Das Gejammer der Schwestern drang zu ihr herüber, während das goldene Licht des Morgens intensiver wurde. Sie weinten, weil die eine ging und die andere ohne sie zurückblieb. Auch Lydies Gesicht war tränenüberströmt, wie sie mit einiger Überraschung feststellte. Sie merkte meist erst, dass sie weinte, wenn ihr die Tropfen aufs Dekolleté fielen.
Sie weinte nicht aus denselben Gründen wie die anderen. Das tat sie nie. Lydie weinte, weil sie bleiben musste.
Ihr graute davor, dass Céleste, nun, da Fabienne fort und bald verheiratet wäre, versuchen würde, die eine Schwester durch die andere zu ersetzen. Sie konnte nichts anfangen mit dem Gerede über Kleider, Mode, Männer. Sie wollte weder eine Vertraute haben noch eine sein.
Einer der Seeleute ergriff Fabiennes Hand, mit der anderen raffte sie ihr Kleid und kletterte in das Beiboot, das sich sofort in Bewegung setzte. Das kleine Gefährt wurde unschärfer, je weiter es sich auf den Zweimaster zubewegte. Fabienne hielt ihren Hut fest und winkte mit ihrem Taschentuch, Céleste und ihre Mutter taten es ihr nach.
Du Glückliche, dachte Lydie.Fort von hier.
In eine Ehe allerdings, die der Vater gestiftet hatte. Das mochte noch schlimmer sein als das Leben auf einem abgelegenen Gutshof oder in einem ebenso einsamen Strandhaus.
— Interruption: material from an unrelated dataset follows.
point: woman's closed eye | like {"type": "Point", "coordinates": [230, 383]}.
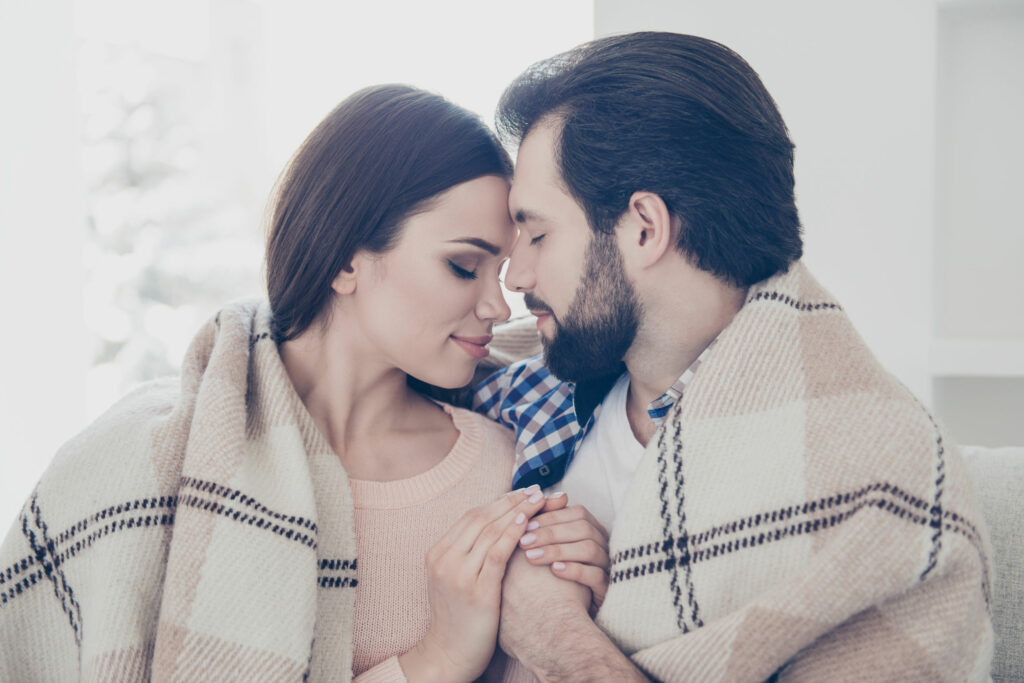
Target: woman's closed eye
{"type": "Point", "coordinates": [462, 272]}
Lydie konnte nur hoffen, dass ihr nichts Ähnliches widerfahren würde.
So, wie du dich gebärdest, finden wir nie einen Mann für dich.
Die Worte der Mutter nährten diese Hoffnung ebenso wie die des Vaters.
Du bist zu klug, Lydie. Männer mögen keine klugen Frauen.
Er sagte es liebevoll, doch mit einem Hauch von Verzweiflung.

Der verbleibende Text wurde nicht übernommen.